Monday, June 25, 2007

To Feed the Beast

I have a brother. My brother is a conservative. Contrary to the dominant paradigm, however, my brother is a conservative that actually believes in conservative principles. My brother, in other words, is a great believer in liberty.

Franklin Roosevelt and Lyndon Johnson, who are still the two greatest personal influences on the nature of the federal government, did not believe in liberty so much as they did “justice”, which is in quotes for a reason.

“Justice” doesn’t exist. It is, rather, something humans are predisposed to strive for, even if it proves perpetually unattainable. Liberty, on the other hand, is easy for the government to provide; it simply does nothing. When the government does nothing, every citizen enjoys perfect liberty, and all of the opportunities and perils inherent in the same.

Even the most libertarian of us, however, understand that we need some measure of government, up to and including the federal level. My brother, the nearly bulletproof conservative intellectual, could write sonnets about the inherent danger of federal authority.

My brother’s favorite example of the issue at hand is the federal Deparment of Education, instituted during the Carter administration. He points out that the country got along just fine without a DOE for two centuries, and that the quality and efficiency of education has suffered since centralization.

And my brother, of course, is right. The logic of any federal agency is, first and foremost, to perpetuate its own existence. Its second priority is to grow. It is the same for any individual human being; First food, then sex. Survival, then pro-creation. All else is secondary.

We should not be shocked that faceless bureaucracies act the same as cornered humans. Would a bureaucrat ever tell his boss that his job was done, or unnecessary?

With this insight on the nature of bureaucracy in mind, here is the leap that my brother and those aligned with him need to make: the Pentagon falls into the very same fold. The Pentagon is the Department of Education on crack.

The United States did not have a standing peacetime army until 1947. It got along for nearly two centuries without one. When the United States first adopted a standing peacetime army, it accounted for fully fifty percent of the world’s wealth, implying that the lack of a security state has thus far been friendly to America’s fortunes.

As soon as this insidious bureaucracy, this Pentagon, which must be explicitly distinguished from the military, came into existence, it had a vested interest in perpetuating the its own existence as an end in and of itself. And therein lies the flaw; you cannot deputize a war machine during peacetime, because that war machine will, by definition, seek to justify its existence via…guess what? Guerra.

In August of 1945 the United States was more powerful than any other country had ever been or realistically dreamed of being. The military, however, did not de-mobalize. This is the turning point.

The newly standing military, born of the 1947 National Security Act which created the Department of Defense, the National Security Council, and the CIA, had to justify its existence.
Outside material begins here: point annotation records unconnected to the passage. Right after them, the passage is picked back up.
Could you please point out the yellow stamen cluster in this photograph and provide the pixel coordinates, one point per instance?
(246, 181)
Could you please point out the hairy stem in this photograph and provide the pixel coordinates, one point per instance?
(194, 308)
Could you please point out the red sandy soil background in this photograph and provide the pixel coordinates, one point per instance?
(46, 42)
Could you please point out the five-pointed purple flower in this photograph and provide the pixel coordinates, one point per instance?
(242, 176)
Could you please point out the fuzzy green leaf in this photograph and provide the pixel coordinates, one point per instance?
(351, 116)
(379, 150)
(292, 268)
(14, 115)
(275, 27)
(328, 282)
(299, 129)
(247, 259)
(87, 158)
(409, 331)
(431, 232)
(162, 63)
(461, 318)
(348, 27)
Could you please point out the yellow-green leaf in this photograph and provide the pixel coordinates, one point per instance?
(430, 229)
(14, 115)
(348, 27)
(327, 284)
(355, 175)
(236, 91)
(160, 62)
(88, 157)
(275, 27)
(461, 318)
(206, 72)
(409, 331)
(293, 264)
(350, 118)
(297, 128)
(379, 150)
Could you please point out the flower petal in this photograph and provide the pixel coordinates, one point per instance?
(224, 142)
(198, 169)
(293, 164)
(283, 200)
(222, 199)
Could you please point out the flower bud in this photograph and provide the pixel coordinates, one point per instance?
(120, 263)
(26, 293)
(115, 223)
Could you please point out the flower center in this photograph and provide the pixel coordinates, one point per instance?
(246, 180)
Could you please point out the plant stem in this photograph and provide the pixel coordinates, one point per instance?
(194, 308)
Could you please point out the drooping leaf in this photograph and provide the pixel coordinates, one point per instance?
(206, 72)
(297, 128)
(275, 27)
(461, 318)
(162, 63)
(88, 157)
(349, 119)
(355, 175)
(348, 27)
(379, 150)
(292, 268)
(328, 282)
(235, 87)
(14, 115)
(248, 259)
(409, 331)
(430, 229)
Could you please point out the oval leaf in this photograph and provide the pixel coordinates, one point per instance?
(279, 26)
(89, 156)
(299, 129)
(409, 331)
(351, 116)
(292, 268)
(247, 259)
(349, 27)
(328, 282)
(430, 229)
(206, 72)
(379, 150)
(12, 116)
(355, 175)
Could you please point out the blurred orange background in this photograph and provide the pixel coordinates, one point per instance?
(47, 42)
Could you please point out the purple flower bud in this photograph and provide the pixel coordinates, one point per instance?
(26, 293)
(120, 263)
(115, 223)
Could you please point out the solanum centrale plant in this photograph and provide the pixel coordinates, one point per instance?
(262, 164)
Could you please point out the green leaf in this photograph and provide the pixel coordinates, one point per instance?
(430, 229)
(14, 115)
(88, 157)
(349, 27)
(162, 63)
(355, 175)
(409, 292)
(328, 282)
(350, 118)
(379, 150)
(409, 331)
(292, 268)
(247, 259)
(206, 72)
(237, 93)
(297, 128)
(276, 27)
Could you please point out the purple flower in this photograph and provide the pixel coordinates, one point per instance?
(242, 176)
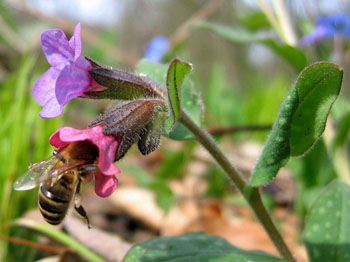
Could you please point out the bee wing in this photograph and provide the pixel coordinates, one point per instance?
(35, 174)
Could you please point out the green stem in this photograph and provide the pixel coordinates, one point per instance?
(251, 194)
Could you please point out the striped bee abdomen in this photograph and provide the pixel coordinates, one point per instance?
(54, 199)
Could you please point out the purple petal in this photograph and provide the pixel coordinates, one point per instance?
(83, 63)
(75, 42)
(105, 185)
(51, 109)
(72, 82)
(56, 47)
(44, 87)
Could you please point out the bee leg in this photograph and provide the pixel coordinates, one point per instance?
(77, 205)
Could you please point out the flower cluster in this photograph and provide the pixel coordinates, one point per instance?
(135, 120)
(328, 27)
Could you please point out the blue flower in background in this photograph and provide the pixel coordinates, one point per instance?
(328, 27)
(156, 48)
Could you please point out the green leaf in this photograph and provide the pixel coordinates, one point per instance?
(327, 229)
(176, 75)
(277, 149)
(193, 247)
(301, 120)
(255, 21)
(62, 237)
(318, 88)
(294, 56)
(190, 100)
(342, 132)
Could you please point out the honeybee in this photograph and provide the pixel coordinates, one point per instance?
(59, 178)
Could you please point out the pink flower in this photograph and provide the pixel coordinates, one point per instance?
(68, 76)
(105, 180)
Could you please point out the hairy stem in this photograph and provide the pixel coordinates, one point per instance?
(252, 195)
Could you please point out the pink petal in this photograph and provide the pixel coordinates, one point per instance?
(44, 87)
(71, 82)
(56, 47)
(107, 145)
(75, 42)
(105, 185)
(66, 135)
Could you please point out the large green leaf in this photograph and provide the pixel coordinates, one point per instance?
(301, 120)
(176, 75)
(318, 87)
(190, 100)
(327, 230)
(294, 56)
(277, 148)
(193, 247)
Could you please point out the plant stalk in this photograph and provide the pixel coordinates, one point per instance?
(251, 194)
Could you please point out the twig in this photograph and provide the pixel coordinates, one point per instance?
(251, 194)
(218, 131)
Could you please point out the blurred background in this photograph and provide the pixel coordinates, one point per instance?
(242, 83)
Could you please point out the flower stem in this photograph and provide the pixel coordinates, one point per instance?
(251, 194)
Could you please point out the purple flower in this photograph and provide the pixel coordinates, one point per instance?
(328, 27)
(68, 75)
(156, 48)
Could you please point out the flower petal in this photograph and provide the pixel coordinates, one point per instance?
(105, 185)
(107, 145)
(44, 87)
(56, 47)
(75, 42)
(51, 109)
(71, 82)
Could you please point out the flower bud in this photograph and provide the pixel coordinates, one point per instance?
(121, 85)
(130, 120)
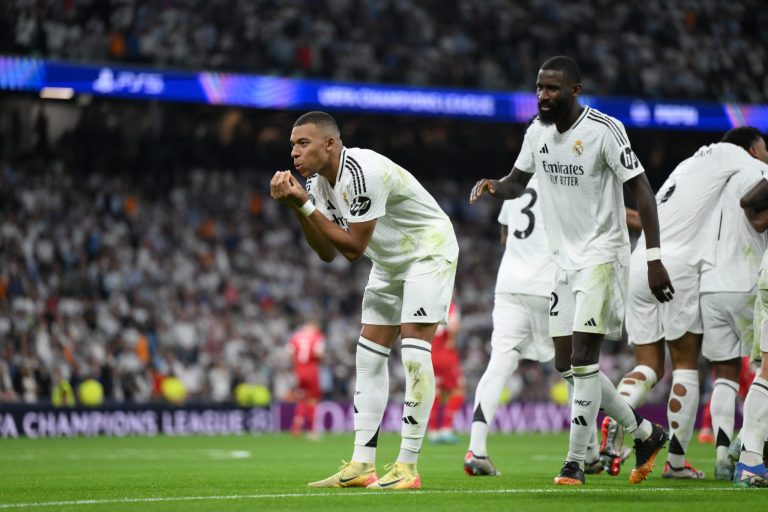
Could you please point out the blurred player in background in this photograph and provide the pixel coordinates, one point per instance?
(449, 380)
(728, 297)
(751, 468)
(359, 202)
(689, 220)
(583, 157)
(307, 347)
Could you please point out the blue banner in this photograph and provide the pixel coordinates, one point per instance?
(268, 92)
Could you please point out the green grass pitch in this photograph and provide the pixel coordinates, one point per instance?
(269, 472)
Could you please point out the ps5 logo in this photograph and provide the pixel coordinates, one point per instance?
(110, 81)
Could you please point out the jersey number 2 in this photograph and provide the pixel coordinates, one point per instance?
(522, 235)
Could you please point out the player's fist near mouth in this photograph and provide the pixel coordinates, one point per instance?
(286, 189)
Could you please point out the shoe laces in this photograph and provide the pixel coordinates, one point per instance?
(344, 465)
(395, 469)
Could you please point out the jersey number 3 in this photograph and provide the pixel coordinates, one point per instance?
(522, 235)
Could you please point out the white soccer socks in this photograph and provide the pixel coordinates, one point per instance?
(500, 367)
(723, 410)
(617, 408)
(681, 413)
(371, 395)
(634, 389)
(584, 408)
(419, 396)
(755, 429)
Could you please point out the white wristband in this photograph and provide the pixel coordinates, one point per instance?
(307, 208)
(652, 254)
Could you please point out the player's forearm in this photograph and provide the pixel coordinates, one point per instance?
(315, 238)
(509, 187)
(758, 220)
(757, 196)
(646, 207)
(339, 239)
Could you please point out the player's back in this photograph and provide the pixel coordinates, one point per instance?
(688, 202)
(739, 247)
(526, 267)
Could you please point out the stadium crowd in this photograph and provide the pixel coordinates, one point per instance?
(712, 49)
(122, 261)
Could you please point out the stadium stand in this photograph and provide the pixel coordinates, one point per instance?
(713, 49)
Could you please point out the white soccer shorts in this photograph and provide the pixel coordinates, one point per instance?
(648, 320)
(761, 314)
(589, 300)
(422, 296)
(727, 319)
(521, 322)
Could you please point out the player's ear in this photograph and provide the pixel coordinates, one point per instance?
(576, 90)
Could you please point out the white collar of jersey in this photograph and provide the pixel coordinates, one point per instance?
(342, 161)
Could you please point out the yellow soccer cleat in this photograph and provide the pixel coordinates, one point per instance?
(350, 474)
(399, 476)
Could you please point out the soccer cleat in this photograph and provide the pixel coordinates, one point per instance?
(724, 469)
(350, 474)
(687, 472)
(646, 452)
(613, 460)
(734, 450)
(706, 436)
(571, 474)
(479, 466)
(612, 436)
(750, 476)
(399, 476)
(595, 467)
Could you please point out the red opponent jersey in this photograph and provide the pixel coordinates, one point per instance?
(307, 346)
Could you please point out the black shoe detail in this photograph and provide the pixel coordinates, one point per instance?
(722, 438)
(572, 470)
(373, 443)
(479, 416)
(675, 448)
(644, 450)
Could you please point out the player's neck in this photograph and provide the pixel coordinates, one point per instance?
(565, 123)
(331, 171)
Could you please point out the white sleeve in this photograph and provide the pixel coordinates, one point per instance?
(316, 195)
(504, 213)
(618, 152)
(525, 161)
(367, 191)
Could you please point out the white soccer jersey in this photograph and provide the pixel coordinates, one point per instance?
(739, 247)
(581, 177)
(411, 226)
(688, 202)
(525, 267)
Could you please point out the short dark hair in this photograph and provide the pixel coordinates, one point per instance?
(566, 65)
(743, 136)
(319, 119)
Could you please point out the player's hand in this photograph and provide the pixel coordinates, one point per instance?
(481, 186)
(659, 282)
(286, 189)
The logic became the Soviet Union.

No nation, in the far-too-extensive history of war, had ever bled in the quantities that the USSR did at the hands of Hitler. This was an incinerated, brutalized, and paranoid society. This was a society, which, hardened as it was, was in no condition to wage war.

The Pentagon, however, needed an enemy. This enemy was not invented, it was not unfairly criticized, but it was inflated to an absurd extent. This inflation was inevitable, given the logic of centralized bureaucracy and its single-minded focus on the budgets and power that only perpetual paranoia could secure.
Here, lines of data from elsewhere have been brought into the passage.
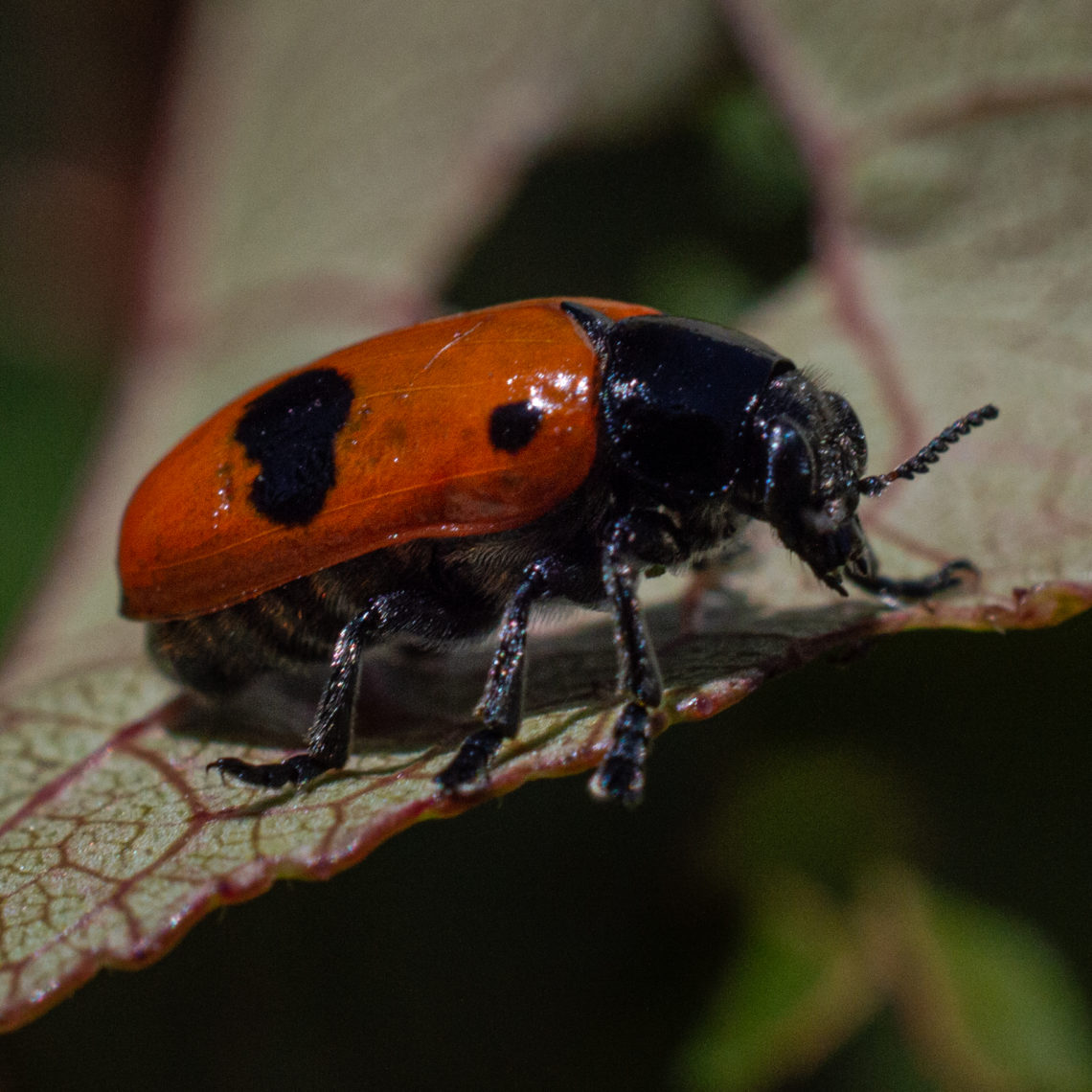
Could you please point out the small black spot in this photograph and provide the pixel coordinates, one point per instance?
(513, 426)
(289, 431)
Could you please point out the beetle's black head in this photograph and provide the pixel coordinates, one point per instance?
(808, 452)
(700, 416)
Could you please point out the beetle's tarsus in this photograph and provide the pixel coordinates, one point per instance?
(468, 771)
(621, 775)
(295, 770)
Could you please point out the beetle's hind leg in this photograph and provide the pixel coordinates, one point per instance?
(330, 736)
(330, 733)
(501, 704)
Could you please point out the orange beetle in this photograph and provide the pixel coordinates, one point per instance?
(438, 480)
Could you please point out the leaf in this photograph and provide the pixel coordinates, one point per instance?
(798, 989)
(984, 999)
(319, 178)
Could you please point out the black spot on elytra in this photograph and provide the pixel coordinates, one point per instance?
(289, 433)
(513, 426)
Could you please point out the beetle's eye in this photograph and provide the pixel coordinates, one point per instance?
(790, 469)
(849, 428)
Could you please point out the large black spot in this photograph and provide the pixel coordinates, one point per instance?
(513, 426)
(289, 433)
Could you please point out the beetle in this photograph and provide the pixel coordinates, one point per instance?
(437, 482)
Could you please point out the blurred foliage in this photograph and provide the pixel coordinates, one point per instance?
(863, 878)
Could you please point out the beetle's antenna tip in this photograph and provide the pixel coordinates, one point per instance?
(874, 485)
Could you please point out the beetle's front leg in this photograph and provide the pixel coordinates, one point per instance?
(894, 591)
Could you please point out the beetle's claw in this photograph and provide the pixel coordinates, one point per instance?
(295, 770)
(621, 775)
(468, 771)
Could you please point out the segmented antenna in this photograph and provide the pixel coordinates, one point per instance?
(920, 465)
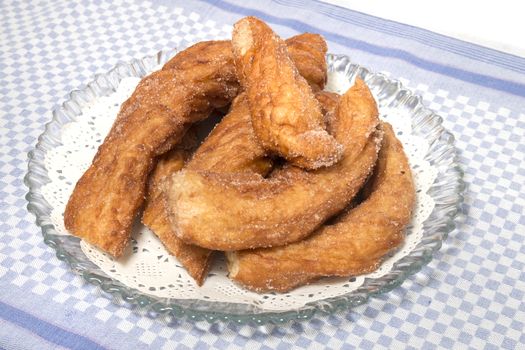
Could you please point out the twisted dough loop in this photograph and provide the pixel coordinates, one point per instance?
(230, 147)
(109, 194)
(354, 245)
(244, 210)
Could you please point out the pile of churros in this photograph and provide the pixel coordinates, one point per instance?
(293, 184)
This is the understanding we must come to: we are not surrounded by enemies. We are surrounded by 200 countries, every single one of which is poorer and weaker than us. We hold 20,000 metropolis-melting nuclear weapons. Why are we afraid? Why do we feel constantly under siege? Why were we afraid of Iraq in 2003, the country that met our cripping bombardment with precisely zero airplanes of their own? Is this constant fear based on reality? Or is it based on bureaucratic inertia?

2 comments:

Anonymous said...

Yes. Yes. Yes. So much new and good blog stuff.

Gregory said...

It seems that a fairly common trait among the alpha individual or group is to fear who might take you down and replace you. When your in the back of the pack you're focused on the top and maybe those behind you. When you're on top, everyone is after you. The question, put forth at the end of the blog, is can an individual, group, nation overcome this biologically based fear? Perhaps instead of building bigger walls we should come to terms with the reality and win more hearts with actions of true compassion and wisdom.